The Nevada site pairs these second-life batteries with solar panels and powers a Crusoe data center. No new battery manufacturing. No transmission line upgrades. No rate hikes for the town next door. The economics work because:
- Second-life batteries cost a fraction of new grid-scale storage
- Solar is cheap but intermittent; batteries make it reliable
- Data centers need 24/7 power but can be flexible about *where* they get it
This is the new stack for AI infrastructure. Not "find a place with cheap power and plug in." But "build your own microgrid where land and sun are abundant, use batteries others consider trash, and never touch the grid." It decouples AI compute growth from political fights over utility rates.
The timing is everything.

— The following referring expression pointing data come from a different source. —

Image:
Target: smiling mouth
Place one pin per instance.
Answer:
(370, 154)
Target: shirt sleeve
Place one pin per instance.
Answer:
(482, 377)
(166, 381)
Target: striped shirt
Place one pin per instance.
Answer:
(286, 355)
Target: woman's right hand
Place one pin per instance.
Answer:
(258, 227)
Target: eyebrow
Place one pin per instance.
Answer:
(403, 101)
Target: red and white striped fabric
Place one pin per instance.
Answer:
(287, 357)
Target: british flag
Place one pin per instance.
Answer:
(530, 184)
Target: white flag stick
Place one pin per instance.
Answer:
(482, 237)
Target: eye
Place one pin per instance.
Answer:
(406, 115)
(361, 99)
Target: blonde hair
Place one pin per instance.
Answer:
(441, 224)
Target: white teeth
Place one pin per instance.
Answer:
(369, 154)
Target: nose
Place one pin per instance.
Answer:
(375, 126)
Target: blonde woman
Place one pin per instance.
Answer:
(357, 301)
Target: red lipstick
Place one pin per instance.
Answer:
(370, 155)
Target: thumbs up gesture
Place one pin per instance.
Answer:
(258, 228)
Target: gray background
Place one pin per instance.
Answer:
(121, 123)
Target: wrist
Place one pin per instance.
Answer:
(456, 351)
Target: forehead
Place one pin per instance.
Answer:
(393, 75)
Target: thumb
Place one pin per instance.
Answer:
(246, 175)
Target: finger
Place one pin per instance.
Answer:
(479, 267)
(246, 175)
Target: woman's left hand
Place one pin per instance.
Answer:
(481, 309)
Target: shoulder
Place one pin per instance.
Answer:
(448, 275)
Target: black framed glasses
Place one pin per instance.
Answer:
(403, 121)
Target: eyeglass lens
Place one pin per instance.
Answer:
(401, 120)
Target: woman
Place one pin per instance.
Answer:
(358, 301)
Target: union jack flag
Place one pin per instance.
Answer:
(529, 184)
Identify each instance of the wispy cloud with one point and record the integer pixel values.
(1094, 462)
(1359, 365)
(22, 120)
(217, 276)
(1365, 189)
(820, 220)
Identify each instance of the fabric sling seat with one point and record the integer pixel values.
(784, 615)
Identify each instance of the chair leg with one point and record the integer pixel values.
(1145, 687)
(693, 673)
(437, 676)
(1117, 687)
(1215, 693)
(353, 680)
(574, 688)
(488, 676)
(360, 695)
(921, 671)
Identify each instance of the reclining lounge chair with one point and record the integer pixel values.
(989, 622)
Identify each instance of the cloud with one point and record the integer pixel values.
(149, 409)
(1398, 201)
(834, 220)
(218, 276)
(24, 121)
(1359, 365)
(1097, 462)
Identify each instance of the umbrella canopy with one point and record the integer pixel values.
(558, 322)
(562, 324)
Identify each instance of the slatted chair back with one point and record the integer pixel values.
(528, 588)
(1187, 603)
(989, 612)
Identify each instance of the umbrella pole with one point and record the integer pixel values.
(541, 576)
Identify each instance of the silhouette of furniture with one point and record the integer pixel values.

U.S. energy storage additions hit 18.9 gigawatts last year. That's more capacity added in one year than the entire installed base a few years ago. California is leading. Texas is close behind. The storage boom is here, and it's being driven by two forces: renewable intermittency and data center demand.
Redwood is betting that second-life batteries can ride both waves. They're already recycling EV batteries at scale. Now they're proving those same batteries can power the infrastructure for Web4 without making enemies of every utility commission in America. The value proposition is simple: you get cheap, fast-deploy energy storage. The grid gets relief. The batteries get a second life instead of immediate disassembly.
The Implication
If this model works at scale, it changes the geography of AI. Data centers stop clustering near cheap grid power and start showing up wherever there's land, sun, and access to used batteries. That could mean more compute capacity, faster, without the political gridlock that's slowing builds in places like Northern Virginia.
Watch for other battery recyclers and energy storage companies to copy this playbook. The bottleneck for AI is increasingly energy, not chips. Whoever solves energy distribution without fighting utilities or ratepayers wins the next phase of the agent economy.